Phase 1: Simple Search (The “Keyword” Era)

Timeline: Pre-2022

• Technology: BM25 / Inverted Indexing. Search engines like Google and Bing matched specific keywords in your query to keywords on a page.
• The Experience: You received a “10 blue links” result. The “intelligence” was purely in ranking the most popular or authoritative pages.
• Limitation: It didn’t understand meaning. Searching for “how to fix a leaky faucet” might just return pages containing those exact words, even if they weren’t helpful tutorials.

Phase 2: Conversational Search (The “Naive RAG” Era)

Timeline: late 2022 – 2023

• Technology: Retrieval-Augmented Generation (RAG). When ChatGPT and early Perplexity launched, they added a “retrieval” step.

1. The AI turns your question into a Vector Embedding (a mathematical representation of the meaning).
2. It pulls 3–5 top snippets from the web.
3. It “reads” them and summarizes an answer.

• The Experience: Direct answers with citations. No more clicking through links.
• Limitation: “One-and-done.” If the first search didn’t find the answer, the AI would often hallucinate or say it didn’t know. It couldn’t “try again.”

Phase 3: Deep Search & Deep Research

Timeline: 2024 – 2026 (Current State)

• Technology: System 2 Reasoning & Asynchronous Planning.
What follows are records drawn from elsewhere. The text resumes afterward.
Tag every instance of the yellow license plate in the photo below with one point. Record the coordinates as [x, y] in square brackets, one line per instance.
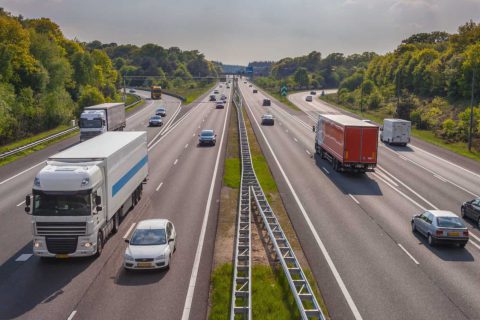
[144, 264]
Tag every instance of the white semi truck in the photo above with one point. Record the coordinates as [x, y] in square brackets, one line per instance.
[79, 197]
[101, 118]
[396, 131]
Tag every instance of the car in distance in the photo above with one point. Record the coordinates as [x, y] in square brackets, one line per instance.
[161, 112]
[471, 209]
[151, 245]
[267, 119]
[441, 226]
[155, 121]
[207, 136]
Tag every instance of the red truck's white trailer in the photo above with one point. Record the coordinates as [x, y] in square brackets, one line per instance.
[349, 143]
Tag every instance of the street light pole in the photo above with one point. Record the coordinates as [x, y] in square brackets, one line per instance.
[471, 114]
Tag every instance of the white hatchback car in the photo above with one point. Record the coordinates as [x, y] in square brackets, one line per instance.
[151, 245]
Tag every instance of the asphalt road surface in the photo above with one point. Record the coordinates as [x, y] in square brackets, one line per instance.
[183, 186]
[355, 229]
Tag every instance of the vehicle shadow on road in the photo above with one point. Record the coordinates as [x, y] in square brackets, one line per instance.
[25, 285]
[349, 182]
[139, 277]
[446, 252]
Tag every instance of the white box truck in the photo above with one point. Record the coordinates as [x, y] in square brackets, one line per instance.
[101, 118]
[396, 131]
[81, 194]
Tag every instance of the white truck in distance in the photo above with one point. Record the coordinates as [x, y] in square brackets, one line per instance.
[101, 118]
[396, 131]
[79, 197]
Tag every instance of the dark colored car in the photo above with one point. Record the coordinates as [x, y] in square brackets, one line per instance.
[207, 137]
[267, 120]
[155, 121]
[471, 209]
[161, 112]
[441, 226]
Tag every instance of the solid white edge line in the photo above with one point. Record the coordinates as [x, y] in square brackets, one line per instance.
[70, 317]
[125, 236]
[22, 172]
[408, 254]
[319, 241]
[196, 264]
[354, 199]
[159, 186]
[18, 205]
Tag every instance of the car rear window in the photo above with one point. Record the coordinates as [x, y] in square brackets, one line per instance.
[450, 222]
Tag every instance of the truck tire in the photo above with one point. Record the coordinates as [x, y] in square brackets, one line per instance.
[116, 222]
[99, 244]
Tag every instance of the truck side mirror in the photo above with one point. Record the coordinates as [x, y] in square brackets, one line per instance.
[98, 200]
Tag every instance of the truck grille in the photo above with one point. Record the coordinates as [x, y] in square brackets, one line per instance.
[61, 228]
[61, 245]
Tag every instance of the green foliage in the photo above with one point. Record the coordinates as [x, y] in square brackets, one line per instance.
[43, 75]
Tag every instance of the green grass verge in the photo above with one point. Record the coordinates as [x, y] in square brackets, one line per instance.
[460, 148]
[191, 94]
[231, 175]
[41, 146]
[271, 298]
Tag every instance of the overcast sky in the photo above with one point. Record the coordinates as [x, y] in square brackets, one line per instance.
[239, 31]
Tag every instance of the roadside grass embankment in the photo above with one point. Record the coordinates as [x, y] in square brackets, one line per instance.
[271, 295]
[377, 116]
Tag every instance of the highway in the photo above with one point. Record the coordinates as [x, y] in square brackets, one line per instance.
[183, 186]
[355, 229]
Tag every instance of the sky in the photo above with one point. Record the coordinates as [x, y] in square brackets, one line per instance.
[240, 31]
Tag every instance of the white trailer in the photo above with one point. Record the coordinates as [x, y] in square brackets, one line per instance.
[101, 118]
[79, 197]
[396, 131]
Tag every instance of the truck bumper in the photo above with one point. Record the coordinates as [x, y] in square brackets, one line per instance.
[86, 246]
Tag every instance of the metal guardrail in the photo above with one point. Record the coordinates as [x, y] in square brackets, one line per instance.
[35, 143]
[306, 301]
[242, 271]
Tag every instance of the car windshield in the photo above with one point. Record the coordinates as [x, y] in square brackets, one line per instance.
[94, 123]
[148, 237]
[450, 222]
[206, 133]
[61, 204]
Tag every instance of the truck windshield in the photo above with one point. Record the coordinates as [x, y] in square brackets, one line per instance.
[61, 204]
[94, 123]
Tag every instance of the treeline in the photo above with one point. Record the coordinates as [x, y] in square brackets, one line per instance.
[153, 64]
[312, 71]
[45, 78]
[428, 79]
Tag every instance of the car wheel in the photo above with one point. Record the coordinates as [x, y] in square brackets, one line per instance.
[431, 241]
[99, 244]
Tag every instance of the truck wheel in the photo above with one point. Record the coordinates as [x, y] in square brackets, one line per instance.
[99, 244]
[116, 223]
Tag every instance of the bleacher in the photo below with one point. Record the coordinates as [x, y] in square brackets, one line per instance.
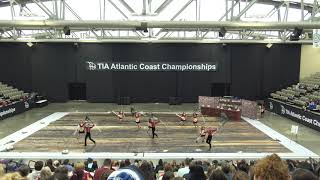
[303, 93]
[270, 167]
[9, 94]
  • Thinking Models (o1/o3/Gemini 3): These models use Reinforcement Learning to “deliberate” for minutes before acting.
  • Multi-Step Queries: It could break a question like “Compare Tesla and BYD’s 2024 revenue” into two separate searches, then combine the data.
  • Self-Correction: If the AI retrieved a page and realized it was irrelevant, it would rewrite its own search query and try again.
  • Asynchronous Agents: The AI doesn’t just wait for a response; it spawns dozens of “sub-agents” to research different chapters of a report simultaneously.
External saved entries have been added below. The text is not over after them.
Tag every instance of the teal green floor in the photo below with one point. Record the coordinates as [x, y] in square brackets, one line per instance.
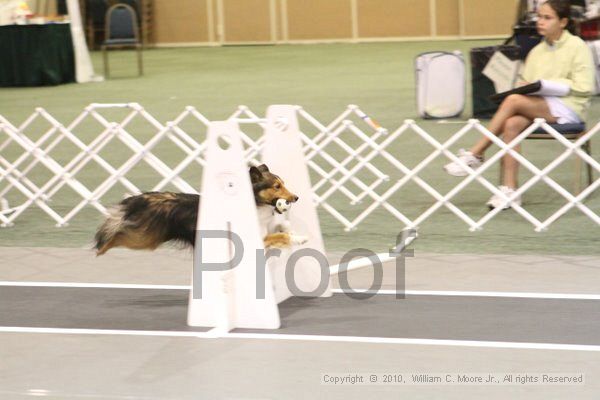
[324, 79]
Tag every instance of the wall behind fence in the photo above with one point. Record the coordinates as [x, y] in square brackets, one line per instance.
[288, 21]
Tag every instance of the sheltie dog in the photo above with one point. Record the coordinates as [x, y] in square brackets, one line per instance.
[147, 220]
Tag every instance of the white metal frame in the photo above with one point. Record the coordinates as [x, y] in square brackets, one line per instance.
[335, 176]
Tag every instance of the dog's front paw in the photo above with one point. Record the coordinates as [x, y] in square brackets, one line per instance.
[298, 239]
[284, 226]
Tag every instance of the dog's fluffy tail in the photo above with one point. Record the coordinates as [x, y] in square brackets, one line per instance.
[108, 231]
[148, 220]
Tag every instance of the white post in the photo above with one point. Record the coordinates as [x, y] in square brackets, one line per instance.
[282, 152]
[220, 298]
[84, 71]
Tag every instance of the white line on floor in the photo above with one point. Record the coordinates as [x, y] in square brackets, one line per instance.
[314, 338]
[532, 295]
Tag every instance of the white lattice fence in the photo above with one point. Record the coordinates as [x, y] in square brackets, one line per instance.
[351, 158]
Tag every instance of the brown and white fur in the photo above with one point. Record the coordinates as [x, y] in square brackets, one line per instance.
[147, 220]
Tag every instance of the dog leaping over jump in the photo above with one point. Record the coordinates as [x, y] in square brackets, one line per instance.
[147, 220]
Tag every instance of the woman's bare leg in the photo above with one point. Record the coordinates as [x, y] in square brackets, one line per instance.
[530, 107]
[512, 128]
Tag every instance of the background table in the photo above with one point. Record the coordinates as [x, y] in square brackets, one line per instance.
[36, 55]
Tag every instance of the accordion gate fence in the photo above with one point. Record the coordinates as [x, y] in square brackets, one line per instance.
[336, 175]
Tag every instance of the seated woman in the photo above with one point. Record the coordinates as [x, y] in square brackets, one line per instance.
[560, 58]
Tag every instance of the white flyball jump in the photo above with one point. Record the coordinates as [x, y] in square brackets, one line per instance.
[231, 287]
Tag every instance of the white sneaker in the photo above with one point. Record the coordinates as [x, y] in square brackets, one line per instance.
[468, 158]
[496, 201]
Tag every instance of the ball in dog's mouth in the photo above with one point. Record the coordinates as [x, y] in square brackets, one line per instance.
[282, 205]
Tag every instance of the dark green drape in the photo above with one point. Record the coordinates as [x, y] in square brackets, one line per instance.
[36, 55]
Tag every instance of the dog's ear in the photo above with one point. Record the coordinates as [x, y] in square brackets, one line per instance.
[255, 175]
[263, 168]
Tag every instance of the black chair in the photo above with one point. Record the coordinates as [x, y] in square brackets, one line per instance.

• The Experience: High accuracy for specific facts.

• Synthesis: It doesn’t just summarize; it analyzes. It looks for contradictions between sources, executes Python code to verify data, and creates structured 20-page reports.

• Limitation: Narrow Scope. It was still “searching” for answers, not “investigating” a topic. It lacked long-term planning.

• The Experience: You provide a goal (e.g., “Perform a due diligence report on this startup”), and 10 minutes later, you get a professional-grade document with 100+ citations.

• Limitation: It still couldn’t “think” about the process of research. It was good at finding and summarizing, but it didn’t have a “research strategy” or the ability to “pivot” its approach based on what it found. It lacked continuous operation and long-term planning.